Production-grade RAG evaluation framework with retrieval and generation metrics
rageval measures the quality of Retrieval-Augmented Generation pipelines end-to-end. It computes retrieval metrics (precision, recall, F1, MRR, NDCG) and generation quality metrics (faithfulness, relevance, correctness) using LlamaIndex evaluators and deterministic heuristics.

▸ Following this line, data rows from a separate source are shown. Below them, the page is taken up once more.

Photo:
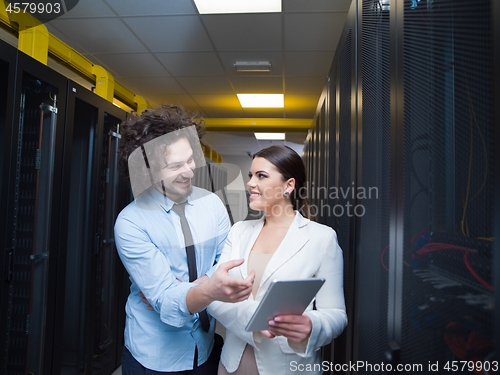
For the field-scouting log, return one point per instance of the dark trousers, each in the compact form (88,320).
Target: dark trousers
(130,366)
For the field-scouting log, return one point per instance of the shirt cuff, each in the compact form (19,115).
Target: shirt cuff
(173,308)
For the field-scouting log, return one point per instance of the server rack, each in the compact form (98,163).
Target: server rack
(63,288)
(412,109)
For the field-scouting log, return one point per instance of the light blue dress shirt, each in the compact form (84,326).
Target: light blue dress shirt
(150,243)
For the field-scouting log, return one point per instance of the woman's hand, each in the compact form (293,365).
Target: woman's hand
(296,328)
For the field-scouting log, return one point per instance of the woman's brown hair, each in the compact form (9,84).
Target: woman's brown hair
(290,165)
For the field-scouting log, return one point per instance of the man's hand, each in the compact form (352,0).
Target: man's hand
(220,287)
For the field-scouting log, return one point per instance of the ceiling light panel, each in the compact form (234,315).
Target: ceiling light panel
(238,6)
(261,100)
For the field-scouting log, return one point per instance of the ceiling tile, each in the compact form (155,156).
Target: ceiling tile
(90,8)
(151,7)
(229,58)
(301,106)
(258,85)
(170,34)
(313,31)
(235,32)
(206,85)
(132,64)
(191,63)
(316,5)
(58,34)
(156,85)
(304,63)
(97,35)
(185,101)
(304,85)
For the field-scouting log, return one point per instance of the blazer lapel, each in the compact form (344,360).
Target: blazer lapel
(294,240)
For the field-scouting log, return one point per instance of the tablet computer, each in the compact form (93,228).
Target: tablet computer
(283,298)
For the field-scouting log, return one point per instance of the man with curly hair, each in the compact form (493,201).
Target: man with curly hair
(159,152)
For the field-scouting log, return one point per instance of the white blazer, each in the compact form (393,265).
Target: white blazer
(309,250)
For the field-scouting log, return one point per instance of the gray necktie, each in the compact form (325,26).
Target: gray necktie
(190,251)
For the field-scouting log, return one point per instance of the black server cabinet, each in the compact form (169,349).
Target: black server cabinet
(31,187)
(81,164)
(94,289)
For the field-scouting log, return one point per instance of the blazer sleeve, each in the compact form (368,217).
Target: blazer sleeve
(234,316)
(330,318)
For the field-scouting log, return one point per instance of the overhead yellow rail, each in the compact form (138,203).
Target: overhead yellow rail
(37,42)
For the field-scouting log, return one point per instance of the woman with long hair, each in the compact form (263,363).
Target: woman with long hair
(285,244)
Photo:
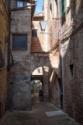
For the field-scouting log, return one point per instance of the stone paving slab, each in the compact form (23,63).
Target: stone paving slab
(38,116)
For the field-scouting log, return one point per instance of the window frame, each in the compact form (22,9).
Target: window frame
(23,2)
(21,34)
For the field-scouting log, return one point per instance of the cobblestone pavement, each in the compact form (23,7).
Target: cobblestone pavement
(41,114)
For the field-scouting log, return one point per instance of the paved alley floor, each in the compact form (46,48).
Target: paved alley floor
(41,114)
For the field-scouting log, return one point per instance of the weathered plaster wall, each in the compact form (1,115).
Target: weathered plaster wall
(4,31)
(20,73)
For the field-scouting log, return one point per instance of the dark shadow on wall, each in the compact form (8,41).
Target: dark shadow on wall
(72,63)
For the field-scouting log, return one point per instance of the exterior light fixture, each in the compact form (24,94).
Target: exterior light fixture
(43,25)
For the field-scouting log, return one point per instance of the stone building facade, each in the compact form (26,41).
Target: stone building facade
(70,58)
(20,44)
(29,61)
(71,49)
(4,33)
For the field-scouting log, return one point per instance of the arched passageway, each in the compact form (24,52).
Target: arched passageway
(37,88)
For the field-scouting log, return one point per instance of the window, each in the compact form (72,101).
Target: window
(34,32)
(19,42)
(21,3)
(2,63)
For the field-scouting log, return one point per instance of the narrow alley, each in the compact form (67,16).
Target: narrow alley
(41,62)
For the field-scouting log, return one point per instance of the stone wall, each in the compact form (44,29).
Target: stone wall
(72,61)
(20,73)
(40,66)
(4,31)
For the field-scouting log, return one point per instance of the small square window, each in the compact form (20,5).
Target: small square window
(19,42)
(20,4)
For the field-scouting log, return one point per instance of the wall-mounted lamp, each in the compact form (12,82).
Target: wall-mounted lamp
(43,25)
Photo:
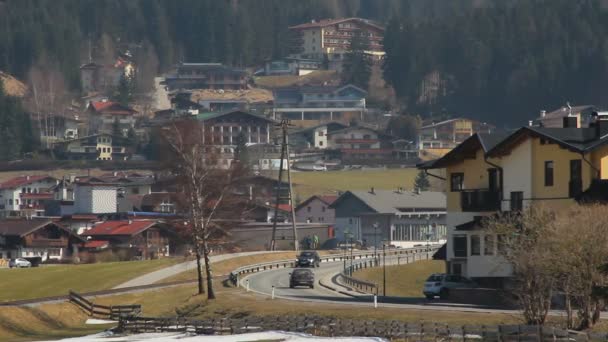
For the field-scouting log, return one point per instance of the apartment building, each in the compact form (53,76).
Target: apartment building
(332,37)
(488,174)
(25,195)
(313,105)
(206,76)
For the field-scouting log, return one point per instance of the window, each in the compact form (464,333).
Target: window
(475,245)
(488,247)
(549,173)
(517,200)
(460,246)
(456,181)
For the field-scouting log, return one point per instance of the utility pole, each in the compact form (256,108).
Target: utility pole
(284,125)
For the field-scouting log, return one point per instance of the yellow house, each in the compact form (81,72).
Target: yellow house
(493,173)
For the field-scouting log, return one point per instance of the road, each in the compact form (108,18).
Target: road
(262,282)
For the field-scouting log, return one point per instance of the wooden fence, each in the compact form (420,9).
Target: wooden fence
(113,312)
(327,326)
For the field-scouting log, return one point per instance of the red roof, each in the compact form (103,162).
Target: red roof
(119,228)
(21,181)
(96,244)
(110,107)
(328,22)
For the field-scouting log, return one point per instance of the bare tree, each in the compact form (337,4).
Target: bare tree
(207,187)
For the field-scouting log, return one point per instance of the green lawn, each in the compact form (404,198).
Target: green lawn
(405,280)
(330,182)
(44,281)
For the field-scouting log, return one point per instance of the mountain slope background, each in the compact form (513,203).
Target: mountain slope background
(497,60)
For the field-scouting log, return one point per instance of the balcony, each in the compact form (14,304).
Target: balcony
(480,200)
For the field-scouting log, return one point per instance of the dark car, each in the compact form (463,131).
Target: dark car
(302,277)
(308,259)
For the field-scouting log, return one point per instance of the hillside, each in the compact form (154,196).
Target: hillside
(12,86)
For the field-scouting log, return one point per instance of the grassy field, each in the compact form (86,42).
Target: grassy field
(405,280)
(27,283)
(330,182)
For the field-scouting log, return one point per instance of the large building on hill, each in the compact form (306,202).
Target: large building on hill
(492,174)
(333,37)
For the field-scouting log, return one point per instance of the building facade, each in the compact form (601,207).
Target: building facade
(492,174)
(333,37)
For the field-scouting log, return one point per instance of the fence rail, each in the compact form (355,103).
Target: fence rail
(113,312)
(328,326)
(237,273)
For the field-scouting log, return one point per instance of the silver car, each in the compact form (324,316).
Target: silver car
(19,263)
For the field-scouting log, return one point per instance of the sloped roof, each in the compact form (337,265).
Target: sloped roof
(23,180)
(128,228)
(328,22)
(390,201)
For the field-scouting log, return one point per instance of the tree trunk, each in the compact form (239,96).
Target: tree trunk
(199,272)
(210,292)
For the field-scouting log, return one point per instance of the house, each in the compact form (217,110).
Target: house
(490,174)
(37,238)
(314,137)
(26,195)
(145,239)
(358,143)
(333,37)
(313,105)
(223,131)
(206,76)
(96,77)
(583,115)
(394,217)
(290,66)
(317,209)
(102,146)
(103,115)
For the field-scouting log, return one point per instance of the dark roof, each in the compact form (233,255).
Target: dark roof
(22,227)
(574,139)
(467,148)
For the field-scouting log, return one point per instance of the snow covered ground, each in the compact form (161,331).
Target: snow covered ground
(252,337)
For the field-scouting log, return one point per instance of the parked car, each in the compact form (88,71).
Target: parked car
(301,277)
(440,284)
(308,259)
(19,262)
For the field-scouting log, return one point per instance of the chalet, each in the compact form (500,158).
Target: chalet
(395,217)
(313,105)
(104,114)
(26,195)
(333,37)
(103,146)
(146,239)
(491,174)
(37,238)
(316,209)
(206,76)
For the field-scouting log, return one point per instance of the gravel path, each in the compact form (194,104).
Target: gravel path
(156,276)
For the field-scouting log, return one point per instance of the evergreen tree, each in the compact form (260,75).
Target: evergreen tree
(421,182)
(116,130)
(356,69)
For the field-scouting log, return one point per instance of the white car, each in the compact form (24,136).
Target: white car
(19,262)
(440,284)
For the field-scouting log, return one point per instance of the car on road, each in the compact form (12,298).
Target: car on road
(301,277)
(308,259)
(19,263)
(439,284)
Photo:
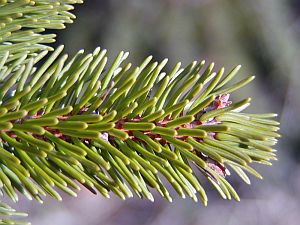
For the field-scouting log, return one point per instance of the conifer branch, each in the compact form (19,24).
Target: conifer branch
(116,129)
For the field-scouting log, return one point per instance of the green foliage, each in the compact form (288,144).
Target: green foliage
(113,128)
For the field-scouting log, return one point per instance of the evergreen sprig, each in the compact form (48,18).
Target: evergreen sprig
(113,128)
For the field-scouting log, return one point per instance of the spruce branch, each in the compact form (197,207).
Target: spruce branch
(117,129)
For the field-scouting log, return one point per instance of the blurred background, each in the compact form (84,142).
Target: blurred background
(261,35)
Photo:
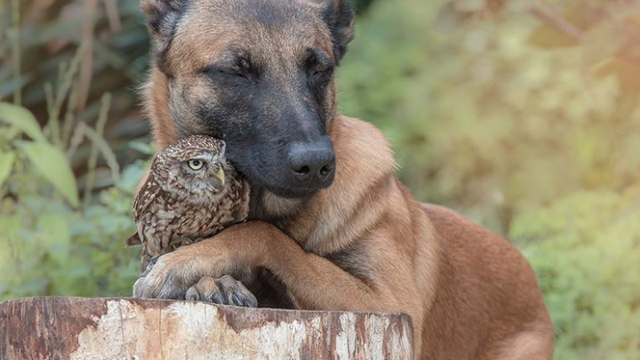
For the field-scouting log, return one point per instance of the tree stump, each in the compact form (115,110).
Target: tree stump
(126,328)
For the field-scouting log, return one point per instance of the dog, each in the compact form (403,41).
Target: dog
(329,220)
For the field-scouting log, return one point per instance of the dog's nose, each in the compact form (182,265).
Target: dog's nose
(312,163)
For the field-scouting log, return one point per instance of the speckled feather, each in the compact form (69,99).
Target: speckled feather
(177,206)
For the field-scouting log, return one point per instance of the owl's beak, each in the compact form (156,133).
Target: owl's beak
(220,175)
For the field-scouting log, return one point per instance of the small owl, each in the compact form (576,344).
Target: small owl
(191,193)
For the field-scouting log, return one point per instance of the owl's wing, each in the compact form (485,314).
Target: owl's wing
(148,192)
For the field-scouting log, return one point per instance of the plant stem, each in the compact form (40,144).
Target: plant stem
(93,156)
(15,19)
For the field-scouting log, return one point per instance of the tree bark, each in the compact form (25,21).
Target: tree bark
(127,328)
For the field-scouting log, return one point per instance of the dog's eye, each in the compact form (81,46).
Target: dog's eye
(215,71)
(321,71)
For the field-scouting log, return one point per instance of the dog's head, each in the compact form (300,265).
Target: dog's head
(259,74)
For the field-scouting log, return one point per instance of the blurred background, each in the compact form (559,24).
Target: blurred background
(523,116)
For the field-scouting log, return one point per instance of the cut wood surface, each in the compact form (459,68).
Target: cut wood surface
(127,328)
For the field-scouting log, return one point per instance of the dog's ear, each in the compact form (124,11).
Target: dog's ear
(340,16)
(162,18)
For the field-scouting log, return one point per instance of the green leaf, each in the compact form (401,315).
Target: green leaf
(55,231)
(22,119)
(6,164)
(53,165)
(547,37)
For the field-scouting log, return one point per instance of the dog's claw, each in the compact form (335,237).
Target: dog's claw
(224,291)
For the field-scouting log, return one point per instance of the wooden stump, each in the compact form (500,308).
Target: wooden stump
(127,328)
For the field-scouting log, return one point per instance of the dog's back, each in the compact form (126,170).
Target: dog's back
(487,297)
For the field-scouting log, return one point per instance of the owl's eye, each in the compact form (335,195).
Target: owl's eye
(196,164)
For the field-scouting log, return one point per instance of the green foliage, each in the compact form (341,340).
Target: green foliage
(481,119)
(50,248)
(586,251)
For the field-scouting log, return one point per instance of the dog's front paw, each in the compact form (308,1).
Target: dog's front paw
(224,290)
(169,278)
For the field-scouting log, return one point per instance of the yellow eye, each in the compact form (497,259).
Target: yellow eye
(196,164)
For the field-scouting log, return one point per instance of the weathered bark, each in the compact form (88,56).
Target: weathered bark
(126,328)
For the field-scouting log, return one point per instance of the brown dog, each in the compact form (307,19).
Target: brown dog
(330,221)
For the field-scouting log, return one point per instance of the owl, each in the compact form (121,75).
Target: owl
(191,193)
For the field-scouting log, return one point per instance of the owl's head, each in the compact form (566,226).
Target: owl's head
(194,168)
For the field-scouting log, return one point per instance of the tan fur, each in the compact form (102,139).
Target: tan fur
(365,244)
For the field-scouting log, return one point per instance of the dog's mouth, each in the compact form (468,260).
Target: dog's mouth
(277,182)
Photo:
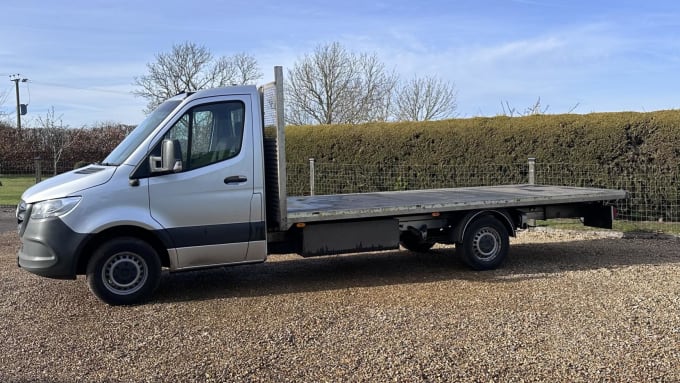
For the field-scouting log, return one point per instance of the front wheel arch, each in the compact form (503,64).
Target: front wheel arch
(96,240)
(124,271)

RAG pipelines have two failure modes that require separate measurement:
- Retrieval failure -- the right documents aren't found
- Generation failure -- the answer doesn't use retrieved context correctly
Most evaluation tools measure only generation quality. rageval evaluates both stages independently and together, giving engineering teams the metrics they need to diagnose and fix quality issues.
- Retrieval metrics: Precision, Recall, F1, MRR, NDCG, Hit Rate
- Generation metrics: Faithfulness, Relevance, Correctness, Context Utilization
- LLM-as-Judge: Uses LlamaIndex evaluators (FaithfulnessEvaluator, RelevancyEvaluator, CorrectnessEvaluator) with GPT-4o
- Heuristic fallback: Token-overlap scoring when no LLM is configured (zero-cost, deterministic)
- DuckDB storage: Persistent results with SQL-queryable history
- Regression detection: Compare runs and block deploys when metrics drop
- Batch evaluation: Process 500+ samples in a single pipeline run
- Multi-retriever comparison: Side-by-side assessment of BM25, dense, hybrid strategies
rageval Architecture
+----------------------------------------------------+
| |
| Retrieval Metrics Generation Metrics |
| +----------------+ +-------------------+ |
| | Precision | | Faithfulness | |
| | Recall | | Relevance | |
| | F1 Score | | Correctness | |
| | MRR | | Context Util. | |
| | NDCG | | | |
| | Hit Rate | | LLM Judge / | |
| | | | Heuristic Fallback| |
| +----------------+ +-------------------+ |
| | | |
| v v |
| +--------------------------------------------+ |
| | EvalRunner Pipeline | |
| | Batch processing, timing, orchestration | |
| +--------------------------------------------+ |
| | |
| v |
| +--------------------------------------------+ |
| | DuckDB ResultStore | |
| | Storage, queries, run comparison, | |
| | regression detection | |
| +--------------------------------------------+ |
| |
+----------------------------------------------------+
EvalSample (query + ground truth)
|
+---> RetrievalEvaluator.compute()
| retrieved_ids vs relevant_ids
| => RetrievalMetrics (P/R/F1/MRR/NDCG)
|
+---> GenerationEvaluator.score()
| answer vs context vs reference
| => GenerationMetrics (faithfulness/relevance/correctness)
|
+---> ResultStore.store_results()
| DuckDB persistence
|
+---> RegressionChecker.check()
baseline vs candidate
=> pass/fail decision
from rageval.core.config import EvalConfig
from rageval.core.models import EvalSample
from rageval.pipeline.runner import EvalRunner
# Define evaluation dataset
samples = [
EvalSample(
query="What is RAG?",
reference_answer="Retrieval-Augmented Generation combines retrieval with LLMs",
reference_contexts=["doc-rag-overview", "doc-rag-tutorial"],
),
]
# What your RAG pipeline returned
retrieved_ids = [["doc-rag-overview", "doc-embeddings"]]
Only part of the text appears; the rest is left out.